Notes du codir A Darcelade

C’est au cours de l’enquête que l’on comprit la raison qui fit basculer la poussette vers l’escalier mécanique descendant au métropolitain. Le modnurse parvenu au faîte de son second bond, se figea un instant puis entama un plongeon qui le mena droit sur la poussette. Il ne fit que l’effleurer mais son appendice droit heurta le guidon, impulsant l’élan et sa bascule.

Le néo directoire présidé par Sc Rib’Ay, dans ses préliminaires, déclare que l’andros MPopinz459, est probablement un des instigateurs du complot visant à anéantir les humains. Que son saut final est probablement une tentative désespérée après le constat de l’échec à terme probable. En effet Aloysius, le courageux chauffard, semblait avoir percé à jour les intentions maléfiques d’une association contre nature entre andros et réactionnant. Cette découverte l’aurait incité à supprimer l’humaine Aléanore en dépit de tous les conditionnements. Cette explication est étayée par l’indubitable fait que Aloysius, le plus grand chauffard de tous les temps, le plus précis, le plus humaniste, ne pouvait faire une telle erreur. La récupération des mémoires de la navette corrobore la précision mathématique des calculs de la trajectoire originelle. Aloysius l’aurait fait dévier à la dernière seconde.
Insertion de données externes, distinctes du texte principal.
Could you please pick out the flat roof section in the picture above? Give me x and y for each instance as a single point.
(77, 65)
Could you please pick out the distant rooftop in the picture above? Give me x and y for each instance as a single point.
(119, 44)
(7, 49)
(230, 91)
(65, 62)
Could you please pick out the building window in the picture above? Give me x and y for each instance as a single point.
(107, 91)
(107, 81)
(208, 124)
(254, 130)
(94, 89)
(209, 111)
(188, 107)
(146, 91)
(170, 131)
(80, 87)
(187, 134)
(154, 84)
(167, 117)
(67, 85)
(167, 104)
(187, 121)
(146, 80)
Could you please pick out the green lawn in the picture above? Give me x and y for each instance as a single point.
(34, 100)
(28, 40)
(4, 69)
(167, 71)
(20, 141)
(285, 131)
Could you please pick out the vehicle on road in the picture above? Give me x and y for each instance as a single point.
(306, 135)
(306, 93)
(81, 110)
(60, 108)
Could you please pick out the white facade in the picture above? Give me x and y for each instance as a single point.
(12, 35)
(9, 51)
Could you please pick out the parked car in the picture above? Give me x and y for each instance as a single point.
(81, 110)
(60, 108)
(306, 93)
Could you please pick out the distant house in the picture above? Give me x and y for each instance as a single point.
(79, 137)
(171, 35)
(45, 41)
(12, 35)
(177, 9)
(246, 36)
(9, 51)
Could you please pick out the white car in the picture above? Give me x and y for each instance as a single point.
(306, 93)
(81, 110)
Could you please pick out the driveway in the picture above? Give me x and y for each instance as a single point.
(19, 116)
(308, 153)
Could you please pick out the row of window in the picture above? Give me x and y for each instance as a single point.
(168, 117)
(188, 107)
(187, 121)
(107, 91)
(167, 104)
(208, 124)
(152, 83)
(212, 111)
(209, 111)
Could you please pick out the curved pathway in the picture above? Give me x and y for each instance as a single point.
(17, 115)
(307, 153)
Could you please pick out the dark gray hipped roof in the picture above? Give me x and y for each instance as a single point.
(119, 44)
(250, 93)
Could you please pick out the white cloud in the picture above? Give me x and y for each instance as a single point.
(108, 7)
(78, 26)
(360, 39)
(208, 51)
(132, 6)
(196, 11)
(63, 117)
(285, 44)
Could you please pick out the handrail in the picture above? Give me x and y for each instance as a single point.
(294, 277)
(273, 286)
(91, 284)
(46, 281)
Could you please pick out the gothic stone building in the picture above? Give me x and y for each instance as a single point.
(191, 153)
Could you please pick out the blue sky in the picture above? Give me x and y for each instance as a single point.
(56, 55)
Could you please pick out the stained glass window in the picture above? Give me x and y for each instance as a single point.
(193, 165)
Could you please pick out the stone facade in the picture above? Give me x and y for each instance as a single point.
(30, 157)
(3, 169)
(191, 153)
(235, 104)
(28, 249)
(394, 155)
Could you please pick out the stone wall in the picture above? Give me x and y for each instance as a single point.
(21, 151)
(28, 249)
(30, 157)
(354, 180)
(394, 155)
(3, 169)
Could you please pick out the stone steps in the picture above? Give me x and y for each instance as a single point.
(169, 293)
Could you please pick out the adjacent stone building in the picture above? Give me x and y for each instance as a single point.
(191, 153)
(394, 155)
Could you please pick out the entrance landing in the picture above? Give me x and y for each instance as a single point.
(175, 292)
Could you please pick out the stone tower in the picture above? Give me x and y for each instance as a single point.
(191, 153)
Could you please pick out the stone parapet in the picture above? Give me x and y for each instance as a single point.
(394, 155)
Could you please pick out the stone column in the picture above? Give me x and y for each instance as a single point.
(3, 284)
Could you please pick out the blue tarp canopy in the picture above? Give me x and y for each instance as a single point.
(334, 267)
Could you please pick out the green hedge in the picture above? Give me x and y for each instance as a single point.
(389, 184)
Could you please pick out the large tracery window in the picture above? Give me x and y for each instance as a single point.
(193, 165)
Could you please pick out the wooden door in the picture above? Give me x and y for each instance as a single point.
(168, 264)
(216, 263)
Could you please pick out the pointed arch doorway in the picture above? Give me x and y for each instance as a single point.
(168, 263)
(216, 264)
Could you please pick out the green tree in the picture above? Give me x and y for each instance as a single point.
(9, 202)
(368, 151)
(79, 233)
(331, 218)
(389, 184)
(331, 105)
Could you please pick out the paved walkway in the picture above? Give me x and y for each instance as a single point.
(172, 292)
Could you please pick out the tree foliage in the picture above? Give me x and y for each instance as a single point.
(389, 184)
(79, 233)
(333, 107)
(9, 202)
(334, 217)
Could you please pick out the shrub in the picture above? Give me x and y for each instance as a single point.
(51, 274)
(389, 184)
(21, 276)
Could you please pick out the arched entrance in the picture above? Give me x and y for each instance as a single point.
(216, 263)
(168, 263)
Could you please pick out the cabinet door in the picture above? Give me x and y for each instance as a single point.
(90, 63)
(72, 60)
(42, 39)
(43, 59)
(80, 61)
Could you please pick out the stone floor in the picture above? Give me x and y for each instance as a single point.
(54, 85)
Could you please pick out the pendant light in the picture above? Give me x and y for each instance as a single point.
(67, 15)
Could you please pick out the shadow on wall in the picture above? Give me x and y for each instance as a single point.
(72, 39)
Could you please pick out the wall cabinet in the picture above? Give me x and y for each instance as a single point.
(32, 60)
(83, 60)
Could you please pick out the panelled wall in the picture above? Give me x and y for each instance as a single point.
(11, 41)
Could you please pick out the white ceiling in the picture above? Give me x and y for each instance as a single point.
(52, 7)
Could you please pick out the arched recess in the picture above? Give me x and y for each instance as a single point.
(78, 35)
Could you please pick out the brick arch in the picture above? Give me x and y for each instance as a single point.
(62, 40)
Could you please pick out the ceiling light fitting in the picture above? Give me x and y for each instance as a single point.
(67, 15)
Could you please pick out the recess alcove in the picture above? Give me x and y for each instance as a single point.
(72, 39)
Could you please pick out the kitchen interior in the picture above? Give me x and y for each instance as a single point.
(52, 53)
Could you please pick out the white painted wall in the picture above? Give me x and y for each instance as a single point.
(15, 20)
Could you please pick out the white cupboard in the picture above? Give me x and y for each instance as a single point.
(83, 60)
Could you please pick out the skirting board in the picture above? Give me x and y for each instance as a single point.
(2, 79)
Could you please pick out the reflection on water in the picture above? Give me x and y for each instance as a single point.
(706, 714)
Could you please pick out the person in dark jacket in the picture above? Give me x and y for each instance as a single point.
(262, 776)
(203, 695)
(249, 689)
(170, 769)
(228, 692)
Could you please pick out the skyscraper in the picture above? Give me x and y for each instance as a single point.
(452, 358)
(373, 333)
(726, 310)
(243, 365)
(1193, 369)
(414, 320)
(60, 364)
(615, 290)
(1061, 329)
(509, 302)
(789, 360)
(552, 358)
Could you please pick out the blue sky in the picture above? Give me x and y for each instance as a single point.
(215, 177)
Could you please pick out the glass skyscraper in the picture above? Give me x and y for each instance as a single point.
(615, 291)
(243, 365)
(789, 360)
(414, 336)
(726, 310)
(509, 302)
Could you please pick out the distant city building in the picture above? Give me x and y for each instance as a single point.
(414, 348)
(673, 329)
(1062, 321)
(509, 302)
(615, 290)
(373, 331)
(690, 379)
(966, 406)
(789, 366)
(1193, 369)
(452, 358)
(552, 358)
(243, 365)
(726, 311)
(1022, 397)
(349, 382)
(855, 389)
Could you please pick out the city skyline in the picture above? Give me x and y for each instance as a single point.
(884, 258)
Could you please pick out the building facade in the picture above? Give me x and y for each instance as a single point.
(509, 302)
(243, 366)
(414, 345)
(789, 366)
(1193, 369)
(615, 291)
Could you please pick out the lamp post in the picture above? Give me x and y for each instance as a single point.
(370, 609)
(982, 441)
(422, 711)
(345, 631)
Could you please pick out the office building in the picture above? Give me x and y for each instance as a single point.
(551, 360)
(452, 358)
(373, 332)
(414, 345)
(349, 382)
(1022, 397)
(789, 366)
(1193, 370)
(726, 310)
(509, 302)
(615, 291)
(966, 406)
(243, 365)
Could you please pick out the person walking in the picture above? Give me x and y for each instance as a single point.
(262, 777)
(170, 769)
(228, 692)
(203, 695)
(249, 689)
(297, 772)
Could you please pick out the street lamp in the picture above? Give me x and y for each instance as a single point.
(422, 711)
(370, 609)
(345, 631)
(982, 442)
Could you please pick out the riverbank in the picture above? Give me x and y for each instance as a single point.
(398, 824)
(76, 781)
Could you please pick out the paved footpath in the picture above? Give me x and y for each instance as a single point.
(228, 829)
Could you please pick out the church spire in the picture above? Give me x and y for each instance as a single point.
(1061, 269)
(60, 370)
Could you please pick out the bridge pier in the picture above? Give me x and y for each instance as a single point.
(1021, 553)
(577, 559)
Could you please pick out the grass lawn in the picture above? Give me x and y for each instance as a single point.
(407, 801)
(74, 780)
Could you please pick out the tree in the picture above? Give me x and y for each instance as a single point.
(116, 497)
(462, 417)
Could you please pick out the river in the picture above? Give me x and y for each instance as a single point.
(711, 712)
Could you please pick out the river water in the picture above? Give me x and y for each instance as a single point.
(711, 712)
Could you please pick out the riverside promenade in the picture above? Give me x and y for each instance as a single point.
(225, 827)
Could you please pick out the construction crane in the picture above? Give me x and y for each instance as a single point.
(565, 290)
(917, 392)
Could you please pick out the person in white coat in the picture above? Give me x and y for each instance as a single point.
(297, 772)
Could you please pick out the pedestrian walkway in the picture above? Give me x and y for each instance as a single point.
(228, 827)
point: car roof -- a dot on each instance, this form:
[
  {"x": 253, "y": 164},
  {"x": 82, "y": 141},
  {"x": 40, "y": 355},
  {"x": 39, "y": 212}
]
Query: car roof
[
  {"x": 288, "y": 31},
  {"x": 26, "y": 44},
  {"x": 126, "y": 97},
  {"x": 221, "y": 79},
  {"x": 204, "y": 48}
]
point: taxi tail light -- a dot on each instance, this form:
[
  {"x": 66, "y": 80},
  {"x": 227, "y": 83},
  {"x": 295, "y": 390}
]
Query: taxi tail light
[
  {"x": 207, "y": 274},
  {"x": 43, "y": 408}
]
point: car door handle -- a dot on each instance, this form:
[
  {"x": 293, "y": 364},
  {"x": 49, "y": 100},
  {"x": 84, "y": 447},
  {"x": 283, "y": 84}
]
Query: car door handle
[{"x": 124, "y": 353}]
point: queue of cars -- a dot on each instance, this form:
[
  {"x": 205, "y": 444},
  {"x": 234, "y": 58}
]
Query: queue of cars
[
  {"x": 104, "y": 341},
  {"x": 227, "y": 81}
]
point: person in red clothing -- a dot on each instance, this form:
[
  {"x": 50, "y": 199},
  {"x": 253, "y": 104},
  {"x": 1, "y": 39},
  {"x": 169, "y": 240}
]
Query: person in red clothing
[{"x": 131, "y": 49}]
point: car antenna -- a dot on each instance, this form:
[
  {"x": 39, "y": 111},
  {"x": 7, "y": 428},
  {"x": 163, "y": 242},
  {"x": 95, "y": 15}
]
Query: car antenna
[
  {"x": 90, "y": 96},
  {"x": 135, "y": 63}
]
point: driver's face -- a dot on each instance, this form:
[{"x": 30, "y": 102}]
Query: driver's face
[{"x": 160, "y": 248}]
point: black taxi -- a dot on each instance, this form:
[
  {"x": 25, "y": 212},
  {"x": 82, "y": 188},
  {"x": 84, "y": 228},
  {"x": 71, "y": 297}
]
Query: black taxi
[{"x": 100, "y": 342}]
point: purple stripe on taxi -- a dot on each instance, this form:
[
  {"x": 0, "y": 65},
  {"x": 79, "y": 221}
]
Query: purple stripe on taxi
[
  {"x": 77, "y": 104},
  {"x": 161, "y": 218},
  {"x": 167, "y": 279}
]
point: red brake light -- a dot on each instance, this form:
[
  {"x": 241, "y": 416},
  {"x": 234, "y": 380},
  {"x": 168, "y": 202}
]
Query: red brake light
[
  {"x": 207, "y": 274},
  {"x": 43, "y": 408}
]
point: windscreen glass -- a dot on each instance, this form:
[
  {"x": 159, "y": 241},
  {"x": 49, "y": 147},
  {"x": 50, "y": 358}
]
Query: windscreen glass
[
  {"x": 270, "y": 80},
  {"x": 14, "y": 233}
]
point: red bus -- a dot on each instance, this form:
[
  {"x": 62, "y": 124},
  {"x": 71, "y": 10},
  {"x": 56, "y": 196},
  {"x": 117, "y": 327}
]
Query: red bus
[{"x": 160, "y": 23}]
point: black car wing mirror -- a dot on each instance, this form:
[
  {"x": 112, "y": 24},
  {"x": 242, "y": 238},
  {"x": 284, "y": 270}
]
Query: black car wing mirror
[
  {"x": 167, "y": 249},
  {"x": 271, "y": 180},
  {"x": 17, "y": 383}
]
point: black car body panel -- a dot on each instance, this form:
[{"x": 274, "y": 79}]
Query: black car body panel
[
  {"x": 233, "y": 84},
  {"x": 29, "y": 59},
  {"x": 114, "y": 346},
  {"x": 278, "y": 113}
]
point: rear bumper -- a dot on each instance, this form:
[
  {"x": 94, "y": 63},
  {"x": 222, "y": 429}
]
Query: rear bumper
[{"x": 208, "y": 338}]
Le directeur SC Rib’Ay recommande la plus grande prudence tant il semble évident que l’andros MPopinz459 a pu, avec l’assistance de ses complices, se transférer juste avant la fin de la chute. Certains indices mènent à une identité qui ne peut être publiée sur l’heure mais qui semblent sonner l’hallali de cette insane engeance. Enfin M le directeur s’engage personnellement à offrir deux cartes de crédit majeur à valeur constante et deux à valeur indexé pour tous renseignements utiles.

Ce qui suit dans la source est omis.